Но был январь 1939–го. И было Бабушке много лет. Очень много. Еще была Колыма. Конечно, так же, как это случилось в Чибью, в УХТАПЕЧОРЛАГе, удивительные бабушкины годы, само ее путешествие–подвиг из Европы на Дальний Восток, а потом с Дальнего Востока — аж на самоё Колыму, да еще в лютую январскую стужу, — это все открыло перед ней двери высоких магаданских кабинетов. И очень помогло в спасении Розенфельда. Человека, при всех билибинско–чекистских провокациях против него, почитаемого колымским геологическим истеблишментом. Эта публика спрашивала неназойливо: «Не вы ли, Бабушка, были некогда хозяйкой этого края?». — «Я. Но что с того, если мне, в кои–то века добравшейся до своей земли, не позволяют встретиться с внучкой и ее мужем?! Никем не судимыми, загнанными сюда Бог знает когда какими–то прохвостами. Мне не двадцать лет. Еще раз я сюда не прилечу, поймите!»
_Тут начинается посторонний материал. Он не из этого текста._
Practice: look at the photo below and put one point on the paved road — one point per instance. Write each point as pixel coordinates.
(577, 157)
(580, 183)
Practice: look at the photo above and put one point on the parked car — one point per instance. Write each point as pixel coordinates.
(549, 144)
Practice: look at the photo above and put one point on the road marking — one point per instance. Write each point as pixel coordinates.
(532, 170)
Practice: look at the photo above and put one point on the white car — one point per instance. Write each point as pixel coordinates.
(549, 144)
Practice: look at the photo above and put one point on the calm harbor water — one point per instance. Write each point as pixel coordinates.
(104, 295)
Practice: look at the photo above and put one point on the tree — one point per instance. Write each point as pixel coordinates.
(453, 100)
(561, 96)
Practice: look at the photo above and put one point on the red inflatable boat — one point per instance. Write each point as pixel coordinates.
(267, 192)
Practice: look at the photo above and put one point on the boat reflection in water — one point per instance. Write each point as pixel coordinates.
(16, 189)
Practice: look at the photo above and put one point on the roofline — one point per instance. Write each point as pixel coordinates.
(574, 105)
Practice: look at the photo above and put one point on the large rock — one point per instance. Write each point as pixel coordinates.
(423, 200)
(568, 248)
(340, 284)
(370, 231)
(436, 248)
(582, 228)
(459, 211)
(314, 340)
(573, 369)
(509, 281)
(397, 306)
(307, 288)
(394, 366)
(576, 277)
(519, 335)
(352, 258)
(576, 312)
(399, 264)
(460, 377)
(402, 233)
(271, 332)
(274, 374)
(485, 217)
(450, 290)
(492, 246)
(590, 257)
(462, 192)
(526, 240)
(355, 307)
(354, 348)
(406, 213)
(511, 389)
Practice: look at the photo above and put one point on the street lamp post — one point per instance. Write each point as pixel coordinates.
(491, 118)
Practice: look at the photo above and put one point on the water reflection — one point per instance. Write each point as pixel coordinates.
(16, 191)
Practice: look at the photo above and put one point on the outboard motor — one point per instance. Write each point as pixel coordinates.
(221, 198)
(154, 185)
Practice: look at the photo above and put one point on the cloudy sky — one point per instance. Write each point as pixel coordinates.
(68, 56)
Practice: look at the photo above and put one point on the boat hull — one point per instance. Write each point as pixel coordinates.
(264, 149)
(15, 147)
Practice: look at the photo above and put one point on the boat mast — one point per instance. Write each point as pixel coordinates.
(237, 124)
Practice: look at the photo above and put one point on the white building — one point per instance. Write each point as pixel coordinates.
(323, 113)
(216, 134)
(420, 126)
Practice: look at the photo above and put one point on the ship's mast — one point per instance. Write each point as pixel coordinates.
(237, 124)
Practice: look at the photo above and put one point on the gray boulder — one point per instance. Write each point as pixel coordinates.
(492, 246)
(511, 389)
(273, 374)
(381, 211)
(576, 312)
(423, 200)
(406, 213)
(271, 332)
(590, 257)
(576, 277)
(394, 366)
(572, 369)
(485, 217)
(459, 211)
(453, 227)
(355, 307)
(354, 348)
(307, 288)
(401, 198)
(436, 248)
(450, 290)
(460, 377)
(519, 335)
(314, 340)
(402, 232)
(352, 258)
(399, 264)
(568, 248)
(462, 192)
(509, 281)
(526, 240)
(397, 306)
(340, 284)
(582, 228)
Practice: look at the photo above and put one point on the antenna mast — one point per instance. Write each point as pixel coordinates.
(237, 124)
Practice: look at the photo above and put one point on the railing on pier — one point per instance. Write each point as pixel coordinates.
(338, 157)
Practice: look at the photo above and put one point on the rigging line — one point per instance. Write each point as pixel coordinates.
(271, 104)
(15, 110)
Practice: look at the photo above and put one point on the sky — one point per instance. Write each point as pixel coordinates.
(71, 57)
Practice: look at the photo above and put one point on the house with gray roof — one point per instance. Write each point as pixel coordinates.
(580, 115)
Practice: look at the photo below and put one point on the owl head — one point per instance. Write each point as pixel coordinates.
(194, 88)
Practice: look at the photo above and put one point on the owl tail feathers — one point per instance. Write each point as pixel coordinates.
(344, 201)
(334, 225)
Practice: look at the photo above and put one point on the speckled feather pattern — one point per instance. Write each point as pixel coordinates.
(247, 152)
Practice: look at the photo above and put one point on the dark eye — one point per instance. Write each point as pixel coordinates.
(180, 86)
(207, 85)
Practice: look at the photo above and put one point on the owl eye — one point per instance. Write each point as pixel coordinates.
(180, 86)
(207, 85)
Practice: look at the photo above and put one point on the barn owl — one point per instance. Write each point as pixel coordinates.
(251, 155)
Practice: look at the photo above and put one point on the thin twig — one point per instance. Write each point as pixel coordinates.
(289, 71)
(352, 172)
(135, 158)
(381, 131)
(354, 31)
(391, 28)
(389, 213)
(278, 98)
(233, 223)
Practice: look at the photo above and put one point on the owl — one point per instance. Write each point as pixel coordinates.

Но ни просьбы Бабушки, ни робкое заступничество руководящих жен ничего не решили. Приговор начальника УСВИТЛа гласил: «Административно арестованная Стаси Фанни Лизетта ван дер Менке (Додина Фанни Иосифовна) и ее супруг Додин Залман Самуилович содержатся в Северо—Западном Управлении (…где, как оказалось впоследствии, они никогда не содержались! О том — после когда нибудь, ибо тема эта отдельная, раскрыта она только в семейном романе автора ПОМИНАЛЬНИК УСОПШИХ) за Главным Управлением НКВД СССР. УСВИТЛ не вправе дать команду этапировать их в Магадан для свидания с родственницей. Для этого необходимо распоряжение заместителя наркома товарища Фриновского.
Разрешить гражданке Гааз Анне—Розе Иосифовне проезд по трассе к родственникам без санкции Главмедсанслужбы НКВД невозможно из–за ее преклонного возраста…»
Наворочено–то сколько! Сколько накручено!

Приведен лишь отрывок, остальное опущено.